RNA Oligonucleotides - miRNA Transfection

MicroRNAs (miRNAs) are a class of non-coding RNAs that are crucial in gene expression regulation; they are involved in processes such as stem cell function, cancer development and viral infections. miRNA encoding genes initially produce primary miRNA, which will undergo processing and be exported out of the nucleus, resulting in the formation of mature miRNA. Mature miRNA associates with Argonaute protein to form the RNA-induced silencing complex (RISC). 

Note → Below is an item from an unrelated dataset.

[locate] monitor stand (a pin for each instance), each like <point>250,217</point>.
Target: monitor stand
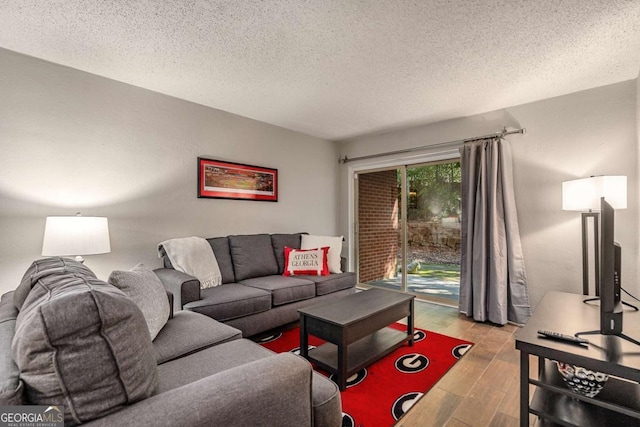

See below for a general protocol and recommendations. 

Materials

  1. Tissue culture plate (6-well, 12-well, 24-well, or 96-well)
  2. Growth medium
  3. Fetal Bovine Serum (FBS)
  4. Liposomal Transfection Reagent
  5. Vials/tubes
  6. 37°C incubator

Protocol

Cell preparation
  1. Seed cells 18-24 hours before transfection at a density of 1-3 x 105 cells per well in 2.0 ml of growth medium, with antibiotics and serum if normally required. 
  2. Incubate the cells at 37°C until approximately 70-90% confluency. 
  3. Suspension cells: plate 3-5 x 105 cells in 0.8 ml of serum free medium without antibiotics.  
Transfection
  1. Prepare the complexes in a sterile micro-centrifuge for each transfection sample as follows: 
    • Solution A: dilute 5-100 nM synthetic miRNA into 125 µl of serum-free, antibiotic-free medium. 
    • Solution B: Mix the Transfection Reagent thoroughly before use. Then dilute 4-10 µl of reagent in 125 µl serum-free, antibiotic-free medium.  
  2. Incubate Solution A and Solution B separately at room temperature for 5 minutes.
  3. Combine the solutions by mixing Solution A and Solution B thoroughly to create a RNA/oligo-liposome solution. Then, incubate for 20 minutes at room temperature. This will allow RNA/oligo-liposome complexes to form.  
  4. Adherent cells: add 0.8 ml of serum-free antibiotic-free medium to the RNA/oligo-liposome complexes, mix gently. Remove the growth medium from the adherent cells and add 1.0 ml of RNA/oligo-liposome solution to each well containing cells. Incubate at 37°C for 5-8 hours to allow RNA/oligo-liposome complexes to form. 
    Suspension cells: add 0.2 ml of RNA/oligo-liposome solution into each well containing the suspension cells in the serum and antibiotic-free medium. Incubate the plate at 37°C for 5-8 hours to allow RNA/oligo-liposome complexes to form.  
  5. Remove the RNA/oligo-liposome solution from all the wells. Add either 2.0 ml of growth medium containing serum and antibiotics or 0.1 ml of FBS into each well. Incubate the cells at 37°C for 6-72 hours. Optimal incubation time varies.
  6. After 6-72 hours, monitor and assay gene expression.